I find myself puzzled by Woods’ first two minutes as, at the Mises Institute, everyone in his audience already knows and agrees with what he is saying. Is he there merely to massage their views, or is there more and meatier to come?

He does indeed move into a meatier area, and one with which I happen to be familiar – namely economic disparity in different social and ethnic groups. The PC (I detest the term so much that I shall not write it out again) view is that all inequalities are the result of oppression. In debunking this, Woods proceeds to quote data, case histories and examples that I have read in books by the great Thomas Sowell, and therefore I assume that Woods has read them also. (Actually I would assume that anyway, because not to have done so would have been negligent for someone like Woods.)

At 7:40 Woods confirms my assumption by specifically naming Thomas Sowell.

Despite all this meaty data, I find the speech a disappointment.
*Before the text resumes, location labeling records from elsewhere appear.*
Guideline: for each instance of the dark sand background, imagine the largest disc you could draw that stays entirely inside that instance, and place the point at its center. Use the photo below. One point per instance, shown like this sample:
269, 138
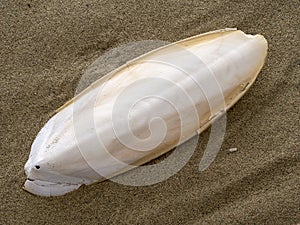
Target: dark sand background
45, 48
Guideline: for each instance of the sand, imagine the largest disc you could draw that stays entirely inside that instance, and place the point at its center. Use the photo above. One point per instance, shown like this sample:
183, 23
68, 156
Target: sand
46, 47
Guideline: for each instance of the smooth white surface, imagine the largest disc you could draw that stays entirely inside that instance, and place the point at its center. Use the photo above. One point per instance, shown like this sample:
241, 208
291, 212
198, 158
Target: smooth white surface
89, 139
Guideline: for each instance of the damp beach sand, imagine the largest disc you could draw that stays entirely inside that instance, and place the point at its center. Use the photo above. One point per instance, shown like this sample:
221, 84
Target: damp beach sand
47, 46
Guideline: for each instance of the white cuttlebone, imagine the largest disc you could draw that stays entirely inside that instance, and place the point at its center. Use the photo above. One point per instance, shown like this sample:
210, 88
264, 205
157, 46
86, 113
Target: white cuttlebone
207, 68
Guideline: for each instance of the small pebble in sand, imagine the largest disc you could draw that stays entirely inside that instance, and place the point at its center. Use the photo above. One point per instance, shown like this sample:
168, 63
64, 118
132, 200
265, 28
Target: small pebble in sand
232, 149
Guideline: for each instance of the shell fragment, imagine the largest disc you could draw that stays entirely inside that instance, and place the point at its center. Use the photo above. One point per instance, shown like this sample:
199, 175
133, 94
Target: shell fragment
143, 109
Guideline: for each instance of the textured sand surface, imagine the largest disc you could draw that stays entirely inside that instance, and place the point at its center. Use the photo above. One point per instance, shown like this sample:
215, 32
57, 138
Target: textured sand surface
46, 46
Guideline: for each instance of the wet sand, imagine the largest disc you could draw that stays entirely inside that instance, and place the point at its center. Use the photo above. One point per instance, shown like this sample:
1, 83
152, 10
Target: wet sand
45, 49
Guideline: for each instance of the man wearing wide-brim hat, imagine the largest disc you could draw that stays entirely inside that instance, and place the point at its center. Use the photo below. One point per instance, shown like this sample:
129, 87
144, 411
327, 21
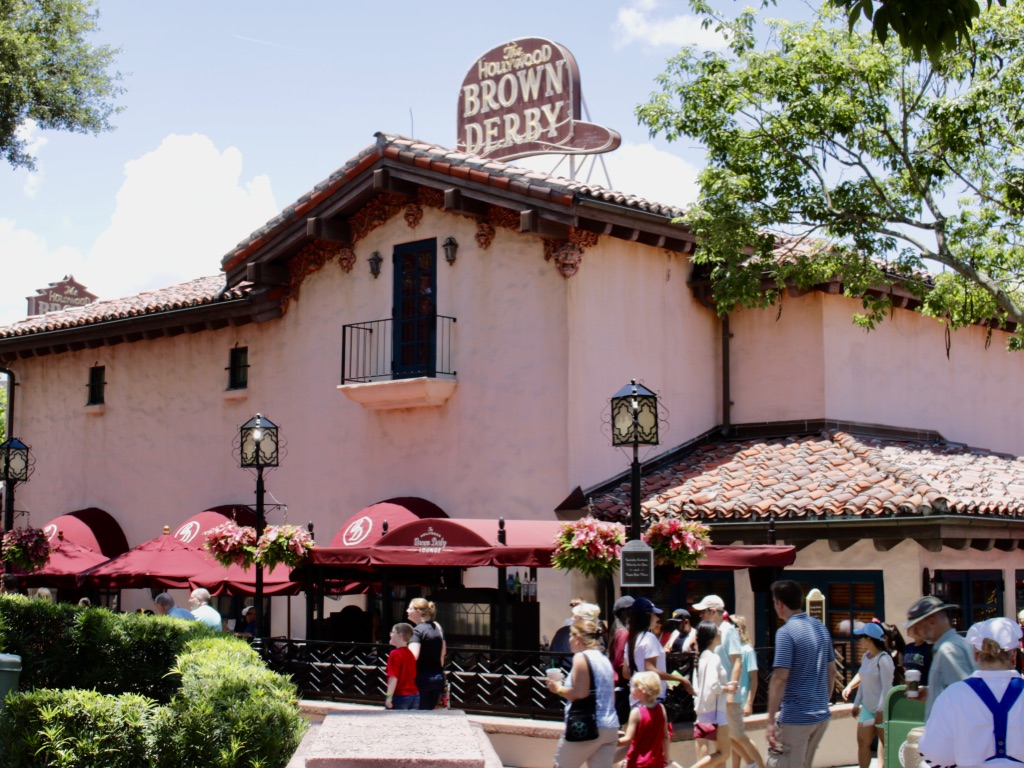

Perhaps because it told me nothing I didn’t happen already to know, but rather I feel my problem is what I’ve long called the ‘semi-memo issue’. Very many decades ago I wrote a memo to my then boss, neatly identifying a string of mistakes that I felt our organisation was making. I received a dry, though courteous reply, suggesting I had omitted the important half of my memo – the bit that suggested ways to remedy those mistakes. He was far too polished to put it this way, but his unmistakable message was that any half-wit can spot problems. What required ability was the finding of ways to solve them.

Woods begins his speech by complaining that PC permits no argument, substituting debate with cretinous name-calling at best and brutal violence at worst. Quite so. Today this insidious, malevolent, misanthropic malaise has infected in varying degrees the establishment, the civil service, academia, the media, and so on. If what I read of last week’s General Synod is to be believed we may even add the church to that sorry list. One could describe it as metastatic. It is as if Antonio Gramsci had personally orchestrated the campaign.

Woods’ missing half should surely concern itself with at least some semblance of a suggestion as to what can be done about it. Or perhaps that was lost in the topping and tailing of the video.